For children, learning how to communicate emotions can be confusing and scary. They’re experiencing new things and don’t have the words to express themselves. Communication is more challenging for non-verbal children or those experiencing a delay in speech development. A trained pathologist can help. What is a speech pathologist, and how do they help kids? How do you know when it’s time to make an appointment?
What Is a Speech Pathologist?
What is speech pathology, and how does it differ from therapy? Speech pathologists specialize in communication. They’re experts in all aspects of speech, from the sounds we make to how we understand language. They can work with kids on literary and social interaction. They can help with issues like:
- Fluency: How well speech flows.
- Problem-solving: How well our minds work.
- Swallowing: How well we chew and swallow food.
- Articulation: How we say and put sounds together.
- Pragmatics: How we tell others what we’re thinking.
Professionals often use the terms speech therapy and pathology interchangeably. You may even see the position referred to as speech corrections and speech-language pathology.
When to Make an Appointment
When do you need to seek out a speech pathologist? Therapy doesn’t merely improve the act of speaking. Communication takes on many forms. Non-verbal people — those who can’t talk due to a variety of reasons — can benefit from professional help. In 2012, nearly 8% of American children between 3 and 17 had a communication disorder. Yet only around half of those affected received treatment. Your child’s pediatrician may refer you to a speech pathologist if they have trouble pronouncing specific letters. Others recommend therapy for kids who are difficult to understand when they talk. Speech pathology takes two different forms. The first is physical therapy, where your child works to strengthen their speech muscles and learn to speak correctly. Physical therapy is also helpful for children who experience chewing and swallowing problems. The other side of speech pathology is language therapy. Therapy helps your child understand things like speech, language, social cues and connecting words with emotions. For non-verbal children, understanding social cues and emotional language can seem impossible. However, professionals have tools at their disposal to make learning easy. Are you ready to find a professional in your area? If so, search in:
- Doctors’ offices
- Private Practices
Speech pathology turns communication into a fun and beneficial learning activity, even for young children. You don’t consider it education when you’re playing games, watching videos and using toys. Kids aren’t the only ones who can benefit from speech therapy. Around 180,000 Americans acquire aphasia each year, the loss of the ability to use or understand language. Those with this disorder typically require speech and language therapy to relearn communication techniques. Recovery is a slow process that can take months to years.

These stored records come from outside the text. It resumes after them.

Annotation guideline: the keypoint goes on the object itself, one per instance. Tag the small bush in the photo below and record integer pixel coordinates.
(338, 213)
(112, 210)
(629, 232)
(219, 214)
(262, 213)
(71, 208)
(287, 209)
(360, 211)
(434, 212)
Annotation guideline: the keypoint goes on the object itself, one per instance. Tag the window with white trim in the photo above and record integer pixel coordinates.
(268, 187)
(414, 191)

How Speech Pathologists Help Children Communicate
How do speech pathologists help children communicate emotions? We often take language for granted, as well as our ability to communicate. When a child has trouble doing what comes naturally to most, we often don’t know how to respond. We forget that we had to learn these skills, too, though it may have been easier to comprehend happiness and sadness. Emotions are complex, even when you can communicate clearly. They get more complicated if you don’t have the language skills to comprehend what you’re feeling. Social interactions tend to be challenging for non-verbal children or those who struggle with speech. Social decisions require a sophisticated understanding of multiple variables, such as the ability to understand and anticipate reactions. Speech pathologists use a variety of tools to help children communicate and comprehend emotions. For example, video modeling offers a 53% improvement rate in enhancing social and communication skills for children with ASD. With this evidence-based strategy, pathologists use video recordings to showcase desired skills. During studies, this tool led to faster acquisition of tasks than live modeling — acting out real-life situations. It addresses social communication function skills and appropriate behavior. Skills learned through video are maintained over time. A partially-verbal child might be able to say they’re happy or sad, but they might not comprehend complex emotions. A kid who’s non-verbal may not have the skills needed to communicate these feelings. Technology, flashcards and American Sign Language (ASL) can help people communicate with those around them.
Speech Pathology and Our Children: The Future
Do you have trouble communicating with your child? Does your kid have difficulty expressing emotions and frustrations? If so, it might be time to find a local speech pathologist. Adults tend to take verbal communication for granted. We forget we once had to learn language and what emotions mean. Yet not everyone communicates in the same way. Some children may find help with ASL, while others take advantage of digital devices. Therapists help kids utilize many forms of communication, understand emotions and carry out social interactions.